Verstärkt hilfsweise hat V darauf hingewiesen, dass die Klage der EDF unter die Haftungsbeschränkung laut Gesetz vom 15. Juni 1895 falle, demzufolge die Haftung auf den Wert des Fahrzeuges beschränkt ist, d.h., 2.131.391 Gulden für die „V“, 488.151,90 Gulden für die „P“ und 154.894,55 Gulden für die „VI“.  Nach Auffassung von V darf bei der Verurteilung der Betrag des Wertes des Fahrzeuges, durch dessen Verschulden der Schaden verursacht wurde, auf keinen Fall überschritten werden.

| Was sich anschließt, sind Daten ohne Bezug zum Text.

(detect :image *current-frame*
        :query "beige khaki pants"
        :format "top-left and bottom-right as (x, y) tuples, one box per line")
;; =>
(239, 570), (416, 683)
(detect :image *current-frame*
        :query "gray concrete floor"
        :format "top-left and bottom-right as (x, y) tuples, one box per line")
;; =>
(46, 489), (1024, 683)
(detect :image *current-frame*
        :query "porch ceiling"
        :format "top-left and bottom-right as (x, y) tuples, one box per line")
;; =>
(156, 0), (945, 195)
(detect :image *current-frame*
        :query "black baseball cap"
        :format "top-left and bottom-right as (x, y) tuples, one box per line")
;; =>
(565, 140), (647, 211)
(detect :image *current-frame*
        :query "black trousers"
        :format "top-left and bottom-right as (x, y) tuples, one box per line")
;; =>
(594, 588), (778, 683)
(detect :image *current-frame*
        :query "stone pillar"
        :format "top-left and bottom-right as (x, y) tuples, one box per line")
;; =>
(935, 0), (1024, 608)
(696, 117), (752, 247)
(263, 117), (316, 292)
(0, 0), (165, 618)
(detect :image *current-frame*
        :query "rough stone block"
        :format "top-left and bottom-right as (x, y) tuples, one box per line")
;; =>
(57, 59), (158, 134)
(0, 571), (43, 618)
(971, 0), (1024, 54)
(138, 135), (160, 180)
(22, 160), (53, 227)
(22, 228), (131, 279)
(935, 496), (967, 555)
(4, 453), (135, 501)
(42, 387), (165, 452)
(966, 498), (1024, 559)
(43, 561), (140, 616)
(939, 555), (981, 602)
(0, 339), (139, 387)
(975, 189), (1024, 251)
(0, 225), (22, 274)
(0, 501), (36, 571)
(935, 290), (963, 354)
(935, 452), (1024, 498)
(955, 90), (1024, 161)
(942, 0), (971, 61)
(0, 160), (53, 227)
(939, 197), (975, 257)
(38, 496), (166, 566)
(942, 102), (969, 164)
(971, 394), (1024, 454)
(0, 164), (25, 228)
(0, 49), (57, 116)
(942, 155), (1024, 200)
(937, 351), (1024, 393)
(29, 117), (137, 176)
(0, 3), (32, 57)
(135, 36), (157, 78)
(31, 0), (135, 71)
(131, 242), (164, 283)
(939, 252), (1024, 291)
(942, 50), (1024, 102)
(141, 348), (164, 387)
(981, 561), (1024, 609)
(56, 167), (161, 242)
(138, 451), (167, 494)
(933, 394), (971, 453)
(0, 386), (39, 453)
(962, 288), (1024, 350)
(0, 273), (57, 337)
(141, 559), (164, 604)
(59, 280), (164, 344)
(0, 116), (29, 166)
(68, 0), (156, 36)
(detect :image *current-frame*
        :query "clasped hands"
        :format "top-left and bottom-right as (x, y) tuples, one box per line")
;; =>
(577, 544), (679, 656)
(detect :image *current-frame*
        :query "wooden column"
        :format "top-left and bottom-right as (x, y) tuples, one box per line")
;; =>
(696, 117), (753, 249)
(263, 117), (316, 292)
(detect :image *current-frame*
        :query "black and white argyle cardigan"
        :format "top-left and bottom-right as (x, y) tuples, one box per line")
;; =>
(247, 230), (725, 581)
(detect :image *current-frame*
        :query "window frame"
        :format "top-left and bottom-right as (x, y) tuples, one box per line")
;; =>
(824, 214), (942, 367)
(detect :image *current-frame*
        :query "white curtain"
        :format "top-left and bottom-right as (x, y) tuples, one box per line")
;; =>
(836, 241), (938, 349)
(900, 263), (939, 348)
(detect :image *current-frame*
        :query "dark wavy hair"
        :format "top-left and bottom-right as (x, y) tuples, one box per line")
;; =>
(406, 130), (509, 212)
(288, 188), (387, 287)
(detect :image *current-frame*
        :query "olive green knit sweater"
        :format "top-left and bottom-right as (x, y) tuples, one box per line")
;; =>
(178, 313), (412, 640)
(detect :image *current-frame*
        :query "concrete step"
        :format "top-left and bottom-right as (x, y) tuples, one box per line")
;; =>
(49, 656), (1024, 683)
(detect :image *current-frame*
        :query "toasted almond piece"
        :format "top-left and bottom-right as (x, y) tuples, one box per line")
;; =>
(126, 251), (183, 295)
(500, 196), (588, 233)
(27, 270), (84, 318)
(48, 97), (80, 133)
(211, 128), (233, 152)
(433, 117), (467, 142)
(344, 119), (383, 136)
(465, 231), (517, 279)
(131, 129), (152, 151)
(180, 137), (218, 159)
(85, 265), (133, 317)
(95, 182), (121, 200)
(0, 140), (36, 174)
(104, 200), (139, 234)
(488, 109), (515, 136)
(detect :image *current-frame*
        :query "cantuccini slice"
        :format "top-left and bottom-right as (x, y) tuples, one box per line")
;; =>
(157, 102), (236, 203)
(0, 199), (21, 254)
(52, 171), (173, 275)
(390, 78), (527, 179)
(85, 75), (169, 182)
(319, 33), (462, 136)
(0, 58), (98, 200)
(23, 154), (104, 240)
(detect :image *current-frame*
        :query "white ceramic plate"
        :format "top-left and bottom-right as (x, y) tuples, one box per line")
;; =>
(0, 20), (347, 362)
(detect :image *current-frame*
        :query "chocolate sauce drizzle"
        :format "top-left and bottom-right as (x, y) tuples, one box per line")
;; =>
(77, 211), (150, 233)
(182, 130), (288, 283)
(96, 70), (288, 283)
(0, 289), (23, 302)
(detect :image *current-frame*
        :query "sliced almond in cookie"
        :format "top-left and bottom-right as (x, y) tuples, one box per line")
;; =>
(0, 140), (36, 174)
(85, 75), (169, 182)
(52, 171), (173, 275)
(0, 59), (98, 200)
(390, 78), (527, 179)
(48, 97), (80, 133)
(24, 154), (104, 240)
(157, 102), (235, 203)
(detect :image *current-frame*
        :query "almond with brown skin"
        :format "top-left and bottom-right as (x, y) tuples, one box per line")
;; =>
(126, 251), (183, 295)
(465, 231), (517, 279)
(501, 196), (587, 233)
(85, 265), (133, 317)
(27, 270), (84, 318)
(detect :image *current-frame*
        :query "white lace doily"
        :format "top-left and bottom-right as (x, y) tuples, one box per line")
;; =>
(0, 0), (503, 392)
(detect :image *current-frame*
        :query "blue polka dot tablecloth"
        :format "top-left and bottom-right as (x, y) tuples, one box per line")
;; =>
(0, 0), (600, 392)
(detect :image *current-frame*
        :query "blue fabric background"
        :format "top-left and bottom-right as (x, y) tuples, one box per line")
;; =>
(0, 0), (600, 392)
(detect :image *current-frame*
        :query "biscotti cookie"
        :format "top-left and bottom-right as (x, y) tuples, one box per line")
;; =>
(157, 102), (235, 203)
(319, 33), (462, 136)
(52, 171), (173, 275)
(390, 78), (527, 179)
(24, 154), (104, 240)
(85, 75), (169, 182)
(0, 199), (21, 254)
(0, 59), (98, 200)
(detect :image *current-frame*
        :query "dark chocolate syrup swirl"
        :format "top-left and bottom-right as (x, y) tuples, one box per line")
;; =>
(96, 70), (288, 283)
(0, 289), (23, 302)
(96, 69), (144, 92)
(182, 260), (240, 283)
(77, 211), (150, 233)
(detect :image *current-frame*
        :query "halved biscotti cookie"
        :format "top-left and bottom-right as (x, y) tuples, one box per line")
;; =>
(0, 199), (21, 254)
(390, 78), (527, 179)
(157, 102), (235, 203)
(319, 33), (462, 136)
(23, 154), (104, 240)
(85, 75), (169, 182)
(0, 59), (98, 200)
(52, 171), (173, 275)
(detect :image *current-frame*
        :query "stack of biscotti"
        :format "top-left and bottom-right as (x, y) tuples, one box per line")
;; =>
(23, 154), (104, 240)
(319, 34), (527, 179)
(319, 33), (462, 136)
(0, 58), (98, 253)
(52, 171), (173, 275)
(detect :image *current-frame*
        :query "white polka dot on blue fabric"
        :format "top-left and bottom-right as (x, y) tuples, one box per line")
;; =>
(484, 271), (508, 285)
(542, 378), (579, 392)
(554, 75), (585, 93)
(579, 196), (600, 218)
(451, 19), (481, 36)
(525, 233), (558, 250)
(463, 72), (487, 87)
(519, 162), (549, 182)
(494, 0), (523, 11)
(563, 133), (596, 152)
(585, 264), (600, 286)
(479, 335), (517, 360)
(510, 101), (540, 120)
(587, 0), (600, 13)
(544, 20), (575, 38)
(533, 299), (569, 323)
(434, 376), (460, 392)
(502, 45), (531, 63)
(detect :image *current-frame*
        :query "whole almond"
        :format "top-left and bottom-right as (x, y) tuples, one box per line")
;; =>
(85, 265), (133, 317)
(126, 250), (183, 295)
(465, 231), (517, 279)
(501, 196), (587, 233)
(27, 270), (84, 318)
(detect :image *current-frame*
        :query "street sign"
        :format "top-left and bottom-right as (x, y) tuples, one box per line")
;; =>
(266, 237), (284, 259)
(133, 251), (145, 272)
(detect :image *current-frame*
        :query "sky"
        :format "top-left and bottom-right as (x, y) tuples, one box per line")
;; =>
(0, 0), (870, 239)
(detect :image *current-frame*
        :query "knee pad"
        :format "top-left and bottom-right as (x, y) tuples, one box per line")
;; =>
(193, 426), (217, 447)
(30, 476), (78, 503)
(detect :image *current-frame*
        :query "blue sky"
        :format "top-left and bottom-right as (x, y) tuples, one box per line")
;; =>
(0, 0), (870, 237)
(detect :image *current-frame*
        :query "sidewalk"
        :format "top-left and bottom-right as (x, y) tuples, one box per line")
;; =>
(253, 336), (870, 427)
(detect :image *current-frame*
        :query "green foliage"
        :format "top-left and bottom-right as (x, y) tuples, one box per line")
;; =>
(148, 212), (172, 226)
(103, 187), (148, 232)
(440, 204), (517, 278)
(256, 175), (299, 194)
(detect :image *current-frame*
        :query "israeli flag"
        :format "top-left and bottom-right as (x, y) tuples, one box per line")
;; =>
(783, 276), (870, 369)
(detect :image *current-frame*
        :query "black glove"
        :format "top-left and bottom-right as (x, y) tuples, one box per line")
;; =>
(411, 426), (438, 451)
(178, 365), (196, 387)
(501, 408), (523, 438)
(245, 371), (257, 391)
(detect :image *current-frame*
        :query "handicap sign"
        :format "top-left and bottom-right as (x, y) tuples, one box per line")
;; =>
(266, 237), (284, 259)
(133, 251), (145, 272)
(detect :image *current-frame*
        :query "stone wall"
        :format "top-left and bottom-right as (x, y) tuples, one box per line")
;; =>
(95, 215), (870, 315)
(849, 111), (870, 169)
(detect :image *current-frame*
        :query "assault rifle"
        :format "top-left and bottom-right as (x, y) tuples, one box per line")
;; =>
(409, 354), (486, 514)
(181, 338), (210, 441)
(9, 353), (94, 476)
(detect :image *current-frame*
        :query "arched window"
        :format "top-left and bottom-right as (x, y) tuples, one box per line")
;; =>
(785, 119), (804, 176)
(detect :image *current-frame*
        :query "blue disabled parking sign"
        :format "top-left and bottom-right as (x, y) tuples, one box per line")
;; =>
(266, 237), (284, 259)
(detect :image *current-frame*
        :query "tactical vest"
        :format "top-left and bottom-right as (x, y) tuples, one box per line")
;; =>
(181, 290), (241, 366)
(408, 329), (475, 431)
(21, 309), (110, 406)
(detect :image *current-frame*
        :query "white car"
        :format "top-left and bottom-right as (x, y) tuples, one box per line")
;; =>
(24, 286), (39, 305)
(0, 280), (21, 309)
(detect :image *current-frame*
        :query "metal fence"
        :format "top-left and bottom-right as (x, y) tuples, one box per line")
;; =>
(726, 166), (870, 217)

Schließlich hat V schlichtweg den von EDF geltend gemachten Schaden bestritten und darauf hingewiesen, dass sich die Umstände, Auslagen und nicht erstattungsfähigen Unkosten auf 100.000 F beliefen, und verlangt, dass EDF dazu verurteilt wird, diese zu zahlen.

EDF hat mit ihrem Antrag vom 18. Dezember 1984 die von V angeführte Verjährung bestritten. Gemäß Artikel 2244 Code Civil (BGB) ist sie berechtigt, die zugestellte Beschlagnahmeentscheidung der drei Schiffe geltend zu machen.

Gestützt auf Artikel 2246 Code Civil EDF das Recht, sich auf ihren Streithilfeantrag in dem Verfahren wegen Beschädigung der Verkehrswege, der nach Panama zugestellt wurde, zu berufen, da die Verjährung durch die Vorladung vor ein Gericht, auch wenn dieses unzuständig ist, unterbrochen wird.

EDF hat bestritten, dass das Gesetz vom 15. Juni 1895 zur Anwendung kommt, da darin lediglich die privatrechtlichen Beziehungen in der Binnenschifffahrt geregelt werden, EDF jedoch ein staatliches, öffentlich rechtliches Unternehmen ist, das in diesem Fall eine hoheitliche Aufgabe wahrnehme, nämlich für die Schifffahrt, und der beschädigte Baukörper Teil des staatlichem Eigentums sei und damit unverjährbar.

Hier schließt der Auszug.